Grafana recently launched version 5.0, which includes the following features and updates:
- New Dashboard Layout Engine: enables an easier drag, drop and resize experience
- New UX: including big improvements in UI, in both look and function
- New Light Theme
- Dashboard Folders: to help keep dashboards organized
- Permissions on folders
- Group users into teams
- Datasource provisioning: makes it possible to set up data sources via config files
- Persistent dashboard URL’s: now it’s easier to rename dashboards, without breaking links
Differences and Similarities
Graphite has proved itself over time to be a reliable way to collect and portray data. It has its quirks, and many newer solutions are on the market that offers more features or are easier to use, however it has managed to stay relevant and is still preferred by many.

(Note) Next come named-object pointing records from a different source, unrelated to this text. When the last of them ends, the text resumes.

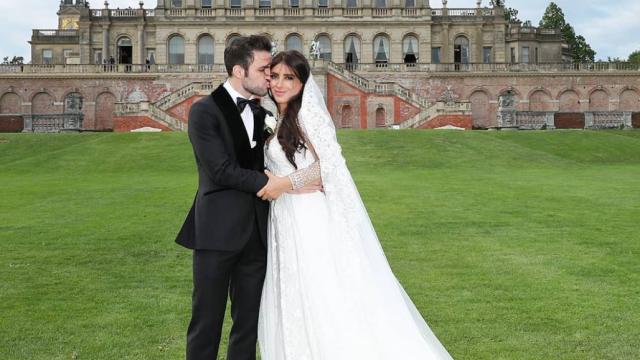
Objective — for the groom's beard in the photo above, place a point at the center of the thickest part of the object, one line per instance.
(254, 89)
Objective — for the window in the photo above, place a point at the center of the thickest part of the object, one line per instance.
(351, 50)
(410, 49)
(525, 55)
(294, 42)
(97, 56)
(381, 49)
(461, 50)
(205, 50)
(176, 50)
(435, 55)
(47, 56)
(151, 56)
(486, 55)
(324, 44)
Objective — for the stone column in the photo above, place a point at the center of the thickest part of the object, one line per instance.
(141, 44)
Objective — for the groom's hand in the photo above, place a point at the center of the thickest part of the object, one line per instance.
(275, 187)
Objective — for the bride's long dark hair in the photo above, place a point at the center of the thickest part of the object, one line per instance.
(290, 136)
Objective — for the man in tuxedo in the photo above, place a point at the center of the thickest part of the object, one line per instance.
(227, 224)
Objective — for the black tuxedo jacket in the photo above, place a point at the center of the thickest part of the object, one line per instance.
(230, 173)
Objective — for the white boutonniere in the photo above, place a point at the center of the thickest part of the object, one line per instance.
(270, 123)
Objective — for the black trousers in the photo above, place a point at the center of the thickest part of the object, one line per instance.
(240, 274)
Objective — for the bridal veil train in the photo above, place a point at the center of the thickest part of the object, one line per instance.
(329, 293)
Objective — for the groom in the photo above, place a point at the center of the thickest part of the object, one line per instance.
(227, 224)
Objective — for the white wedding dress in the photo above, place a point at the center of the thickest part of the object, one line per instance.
(329, 293)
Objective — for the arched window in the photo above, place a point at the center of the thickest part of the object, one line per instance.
(205, 50)
(461, 50)
(381, 51)
(410, 49)
(125, 51)
(351, 51)
(381, 117)
(231, 38)
(176, 50)
(294, 42)
(324, 44)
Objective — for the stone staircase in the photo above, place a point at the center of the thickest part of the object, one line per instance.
(428, 111)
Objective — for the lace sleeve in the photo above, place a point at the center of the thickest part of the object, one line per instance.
(306, 176)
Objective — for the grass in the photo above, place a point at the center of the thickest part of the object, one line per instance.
(513, 245)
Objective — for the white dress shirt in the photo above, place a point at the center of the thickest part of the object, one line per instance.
(246, 115)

Grafana has been steadily improving its offering, with a number of plugins being available, and is being used by more and more companies.
Graphite is often used in combination with Grafana. Graphite is used for data storage and collection, while Grafana handles the visualization. This way, the best of both worlds (at least in this context) is achieved. Graphite reliably provides the metrics, while Grafana provides a beautiful dashboard for displaying these metrics through a web browser.
Making Data Work For You
Every company, from large to small, is generating significant amounts of extremely useful data. This data can be generated from many sources, such as the use of the company’s product, or from its infrastructure.

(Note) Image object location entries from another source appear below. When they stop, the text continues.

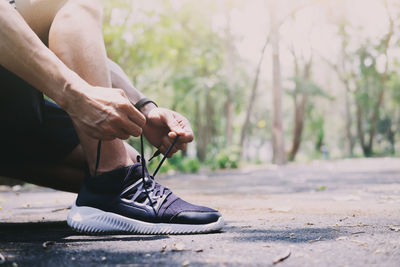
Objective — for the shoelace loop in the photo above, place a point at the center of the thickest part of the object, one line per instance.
(150, 184)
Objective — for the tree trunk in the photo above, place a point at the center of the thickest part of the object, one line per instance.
(200, 138)
(278, 145)
(230, 74)
(349, 136)
(252, 98)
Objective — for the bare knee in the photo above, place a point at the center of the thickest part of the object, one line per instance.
(79, 11)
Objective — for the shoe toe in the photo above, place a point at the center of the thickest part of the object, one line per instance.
(196, 217)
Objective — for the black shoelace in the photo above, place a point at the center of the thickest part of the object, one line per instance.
(142, 160)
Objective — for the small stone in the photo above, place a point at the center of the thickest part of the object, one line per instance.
(178, 247)
(2, 259)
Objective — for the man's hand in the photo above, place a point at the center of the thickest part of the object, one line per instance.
(105, 113)
(162, 126)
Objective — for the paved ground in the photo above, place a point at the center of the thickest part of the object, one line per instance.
(343, 213)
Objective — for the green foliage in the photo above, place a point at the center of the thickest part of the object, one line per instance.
(226, 158)
(175, 54)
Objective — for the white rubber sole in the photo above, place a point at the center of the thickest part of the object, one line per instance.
(92, 220)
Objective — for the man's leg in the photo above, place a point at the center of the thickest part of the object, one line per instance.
(76, 38)
(66, 175)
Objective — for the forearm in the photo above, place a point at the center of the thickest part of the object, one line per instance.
(119, 79)
(23, 53)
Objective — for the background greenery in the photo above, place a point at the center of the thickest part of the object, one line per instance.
(212, 61)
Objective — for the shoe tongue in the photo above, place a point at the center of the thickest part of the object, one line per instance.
(135, 172)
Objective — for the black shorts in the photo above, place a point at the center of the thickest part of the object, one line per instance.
(31, 128)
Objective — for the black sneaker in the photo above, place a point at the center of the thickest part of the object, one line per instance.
(121, 201)
(129, 200)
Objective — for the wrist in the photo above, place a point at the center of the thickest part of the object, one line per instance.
(147, 108)
(145, 105)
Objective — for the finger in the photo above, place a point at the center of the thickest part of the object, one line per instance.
(133, 114)
(173, 124)
(172, 152)
(131, 128)
(181, 146)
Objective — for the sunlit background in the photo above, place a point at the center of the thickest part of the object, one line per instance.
(338, 64)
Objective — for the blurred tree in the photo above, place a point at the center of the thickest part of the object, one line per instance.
(278, 142)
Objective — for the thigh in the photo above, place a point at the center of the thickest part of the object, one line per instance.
(39, 14)
(32, 129)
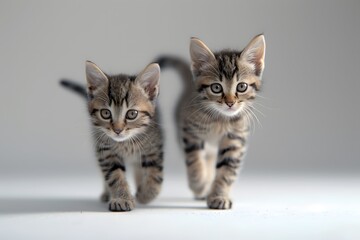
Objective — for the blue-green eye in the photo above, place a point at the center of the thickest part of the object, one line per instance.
(105, 114)
(241, 87)
(131, 114)
(216, 88)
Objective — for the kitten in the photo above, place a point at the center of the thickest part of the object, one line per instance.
(213, 114)
(124, 118)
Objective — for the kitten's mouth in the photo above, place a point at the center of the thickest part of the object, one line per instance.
(119, 138)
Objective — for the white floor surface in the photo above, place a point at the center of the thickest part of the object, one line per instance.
(263, 208)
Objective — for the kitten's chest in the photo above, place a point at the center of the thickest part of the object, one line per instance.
(214, 131)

Whatever the data being generated, successful businesses are learning from this data to make successful decisions and monitor their performance. This is where tools like Graphite and Grafana come into play; they enable organizations to monitor their data visually, see macro trends, identify abnormal trends, and make informed decisions.
Tools like Graphite and Grafana are not catch-all solutions, however. Some data – such as logs – require specific tools to enable companies to get the most from their analysis. Coralogix maps software flows, automatically detect production problems and clusters log data back into its original patterns so that hours of data can be viewed in seconds. Coralogix can be used to query data, view the live log stream, and define dashboard widgets, for maximum control over data, giving a whole lot more than just data visualization.
Using the right tool to visualize data can significantly increase your ability to detect abnormal behavior in your production, track business KPI’s, and accelerate your delivery lifecycle.